PYTHON
Grouping Items Efficiently with collections.defaultdict
Learn how to efficiently group items in a list or iterator by a common key into lists, sets, or sums using Python's collections.defaultdict.
from collections import defaultdict
data = [
{'category': 'fruit', 'item': 'apple'},
{'category': 'vegetable', 'item': 'carrot'},
{'category': 'fruit', 'item': 'banana'},
{'category': 'dairy', 'item': 'milk'},
{'category': 'vegetable', 'item': 'spinach'},
]
# Example 1: Grouping into lists
grouped_by_category_list = defaultdict(list)
for entry in data:
grouped_by_category_list[entry['category']].append(entry['item'])
print(f"Grouped into lists: {grouped_by_category_list}")

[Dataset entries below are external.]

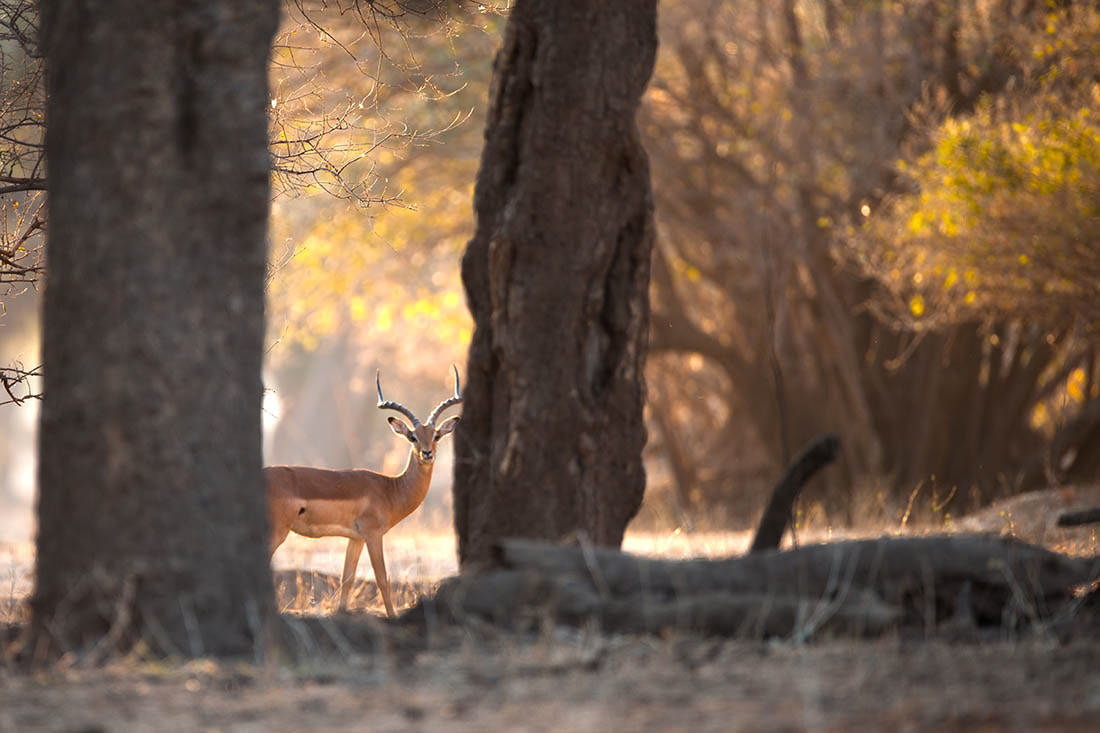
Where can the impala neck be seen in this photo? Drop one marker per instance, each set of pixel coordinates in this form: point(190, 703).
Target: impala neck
point(410, 487)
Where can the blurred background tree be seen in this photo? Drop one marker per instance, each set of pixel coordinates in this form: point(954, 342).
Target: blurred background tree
point(778, 132)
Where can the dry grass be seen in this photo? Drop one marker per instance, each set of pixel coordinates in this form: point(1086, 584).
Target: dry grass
point(574, 679)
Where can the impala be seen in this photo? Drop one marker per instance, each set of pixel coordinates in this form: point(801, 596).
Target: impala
point(359, 504)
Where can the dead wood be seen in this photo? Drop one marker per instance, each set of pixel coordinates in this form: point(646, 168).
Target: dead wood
point(777, 515)
point(858, 587)
point(1076, 518)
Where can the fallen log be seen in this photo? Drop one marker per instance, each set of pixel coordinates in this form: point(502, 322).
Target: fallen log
point(1077, 518)
point(855, 587)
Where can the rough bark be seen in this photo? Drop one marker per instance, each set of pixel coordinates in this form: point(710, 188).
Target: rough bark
point(975, 583)
point(151, 509)
point(557, 277)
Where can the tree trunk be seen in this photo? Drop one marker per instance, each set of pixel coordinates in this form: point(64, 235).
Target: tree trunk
point(151, 511)
point(557, 276)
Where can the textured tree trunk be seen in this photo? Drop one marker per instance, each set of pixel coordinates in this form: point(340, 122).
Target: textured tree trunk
point(557, 276)
point(151, 510)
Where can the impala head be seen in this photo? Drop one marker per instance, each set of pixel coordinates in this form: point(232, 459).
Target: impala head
point(422, 437)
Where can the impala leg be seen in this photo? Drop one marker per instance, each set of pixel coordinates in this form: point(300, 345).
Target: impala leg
point(351, 560)
point(378, 562)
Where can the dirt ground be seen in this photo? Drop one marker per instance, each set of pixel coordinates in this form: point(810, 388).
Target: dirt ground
point(570, 679)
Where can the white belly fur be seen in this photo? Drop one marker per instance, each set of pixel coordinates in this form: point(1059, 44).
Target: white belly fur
point(315, 531)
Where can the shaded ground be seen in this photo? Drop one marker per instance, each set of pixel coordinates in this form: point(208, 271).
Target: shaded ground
point(565, 679)
point(569, 681)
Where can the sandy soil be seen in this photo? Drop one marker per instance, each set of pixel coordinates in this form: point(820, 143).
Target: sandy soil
point(567, 679)
point(572, 681)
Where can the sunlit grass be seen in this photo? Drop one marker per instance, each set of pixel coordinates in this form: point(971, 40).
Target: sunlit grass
point(418, 558)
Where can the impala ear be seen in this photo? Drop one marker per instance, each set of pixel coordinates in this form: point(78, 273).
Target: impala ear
point(448, 426)
point(398, 426)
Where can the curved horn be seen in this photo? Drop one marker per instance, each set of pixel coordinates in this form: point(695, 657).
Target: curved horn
point(385, 404)
point(449, 402)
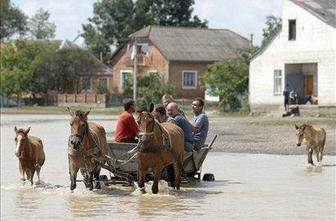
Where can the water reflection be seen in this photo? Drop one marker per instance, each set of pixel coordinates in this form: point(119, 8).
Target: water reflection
point(152, 205)
point(247, 186)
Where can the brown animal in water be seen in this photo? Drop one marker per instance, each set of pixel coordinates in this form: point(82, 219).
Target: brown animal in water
point(314, 138)
point(87, 141)
point(29, 150)
point(155, 152)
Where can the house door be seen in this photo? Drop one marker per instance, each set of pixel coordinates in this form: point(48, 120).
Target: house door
point(309, 85)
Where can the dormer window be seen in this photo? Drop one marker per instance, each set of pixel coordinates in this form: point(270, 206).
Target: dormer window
point(292, 29)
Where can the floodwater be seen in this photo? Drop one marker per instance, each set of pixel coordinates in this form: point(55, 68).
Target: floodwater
point(247, 186)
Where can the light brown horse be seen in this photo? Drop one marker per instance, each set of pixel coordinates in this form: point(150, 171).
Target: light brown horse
point(314, 138)
point(87, 141)
point(29, 150)
point(160, 146)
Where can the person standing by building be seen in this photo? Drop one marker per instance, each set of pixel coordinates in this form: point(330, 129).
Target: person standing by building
point(200, 123)
point(127, 128)
point(184, 124)
point(286, 98)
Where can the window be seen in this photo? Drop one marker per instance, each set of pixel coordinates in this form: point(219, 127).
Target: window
point(125, 79)
point(86, 83)
point(103, 83)
point(189, 79)
point(292, 29)
point(142, 48)
point(277, 82)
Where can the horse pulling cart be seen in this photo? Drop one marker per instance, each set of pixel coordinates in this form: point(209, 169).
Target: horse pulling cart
point(124, 165)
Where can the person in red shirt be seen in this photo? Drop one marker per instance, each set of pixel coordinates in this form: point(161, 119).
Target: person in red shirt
point(127, 128)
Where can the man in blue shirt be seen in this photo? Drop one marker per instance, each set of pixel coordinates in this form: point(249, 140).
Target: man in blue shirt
point(183, 123)
point(200, 122)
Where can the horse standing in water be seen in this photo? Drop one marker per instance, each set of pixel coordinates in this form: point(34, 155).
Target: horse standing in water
point(87, 141)
point(29, 150)
point(161, 146)
point(314, 138)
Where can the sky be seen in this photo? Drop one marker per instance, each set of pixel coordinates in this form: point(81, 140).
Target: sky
point(244, 17)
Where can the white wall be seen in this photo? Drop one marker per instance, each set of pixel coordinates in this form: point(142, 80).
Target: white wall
point(315, 43)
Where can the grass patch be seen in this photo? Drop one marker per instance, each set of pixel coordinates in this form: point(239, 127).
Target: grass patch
point(292, 122)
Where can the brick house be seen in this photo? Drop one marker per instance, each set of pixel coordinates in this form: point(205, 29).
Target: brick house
point(90, 81)
point(178, 54)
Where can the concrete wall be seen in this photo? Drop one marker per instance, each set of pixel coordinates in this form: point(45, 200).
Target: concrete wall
point(315, 43)
point(176, 70)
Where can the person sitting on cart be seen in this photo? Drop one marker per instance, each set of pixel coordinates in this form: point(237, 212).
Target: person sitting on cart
point(184, 124)
point(200, 122)
point(167, 99)
point(160, 113)
point(127, 128)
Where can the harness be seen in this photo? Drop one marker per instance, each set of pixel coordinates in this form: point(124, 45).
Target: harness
point(144, 148)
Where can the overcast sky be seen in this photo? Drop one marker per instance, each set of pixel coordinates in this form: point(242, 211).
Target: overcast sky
point(241, 16)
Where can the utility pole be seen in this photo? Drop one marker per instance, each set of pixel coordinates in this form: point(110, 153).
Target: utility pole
point(135, 69)
point(251, 39)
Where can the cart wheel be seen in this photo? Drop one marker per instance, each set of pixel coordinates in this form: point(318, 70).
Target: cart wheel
point(103, 177)
point(209, 177)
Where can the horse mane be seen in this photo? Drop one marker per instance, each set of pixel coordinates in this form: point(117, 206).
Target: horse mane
point(20, 130)
point(81, 115)
point(307, 126)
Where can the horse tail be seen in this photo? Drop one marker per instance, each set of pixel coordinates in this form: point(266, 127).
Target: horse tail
point(324, 138)
point(179, 163)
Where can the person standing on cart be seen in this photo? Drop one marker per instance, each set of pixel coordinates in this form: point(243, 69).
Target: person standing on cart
point(127, 128)
point(200, 123)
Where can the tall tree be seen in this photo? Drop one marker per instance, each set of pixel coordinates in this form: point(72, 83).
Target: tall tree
point(40, 27)
point(12, 20)
point(114, 20)
point(272, 25)
point(228, 79)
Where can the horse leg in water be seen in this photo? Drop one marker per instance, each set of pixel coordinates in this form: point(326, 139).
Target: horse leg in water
point(38, 169)
point(31, 175)
point(85, 176)
point(141, 177)
point(317, 155)
point(310, 156)
point(157, 175)
point(96, 173)
point(22, 172)
point(177, 171)
point(73, 170)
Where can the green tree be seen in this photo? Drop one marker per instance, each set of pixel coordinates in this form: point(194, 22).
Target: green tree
point(228, 79)
point(272, 25)
point(38, 66)
point(115, 20)
point(152, 87)
point(12, 20)
point(40, 27)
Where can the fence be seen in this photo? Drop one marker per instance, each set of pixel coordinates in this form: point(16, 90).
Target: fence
point(87, 99)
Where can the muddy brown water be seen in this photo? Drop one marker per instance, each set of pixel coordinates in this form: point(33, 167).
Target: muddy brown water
point(247, 186)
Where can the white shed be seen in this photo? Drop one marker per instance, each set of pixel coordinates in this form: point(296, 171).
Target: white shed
point(301, 56)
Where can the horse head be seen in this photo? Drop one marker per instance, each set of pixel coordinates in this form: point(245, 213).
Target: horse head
point(146, 122)
point(79, 127)
point(300, 130)
point(21, 137)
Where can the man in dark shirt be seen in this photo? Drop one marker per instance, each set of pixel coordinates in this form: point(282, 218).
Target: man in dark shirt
point(127, 128)
point(183, 123)
point(200, 123)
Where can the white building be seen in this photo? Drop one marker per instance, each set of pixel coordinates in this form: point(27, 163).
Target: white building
point(301, 57)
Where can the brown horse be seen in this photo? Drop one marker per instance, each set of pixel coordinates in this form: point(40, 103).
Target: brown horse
point(29, 150)
point(87, 141)
point(314, 138)
point(160, 146)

# Example 2: Counting occurrences
item_counts = defaultdict(int)
items = ['apple', 'banana', 'apple', 'orange', 'banana', 'apple']
for item in items:
item_counts[item] += 1
print(f"Item counts: {item_counts}")
# Example 3: Grouping unique items into sets
grouped_unique_items = defaultdict(set)
pairs = [('A', 1), ('B', 2), ('A', 3), ('C', 1), ('B', 4)]
for key, value in pairs:
grouped_unique_items[key].add(value)
print(f"Grouped unique items: {grouped_unique_items}")
How it works: `collections.defaultdict` provides a convenient way to handle missing keys in a dictionary. When you try to access a key that doesn't exist, it automatically creates it using the `default_factory` (e.g., `list`, `int`, `set`) provided during initialization, and returns its default value. This eliminates the need for explicit `if key not in dict` checks, simplifying code for grouping, counting, and accumulating data into various structures without boilerplate.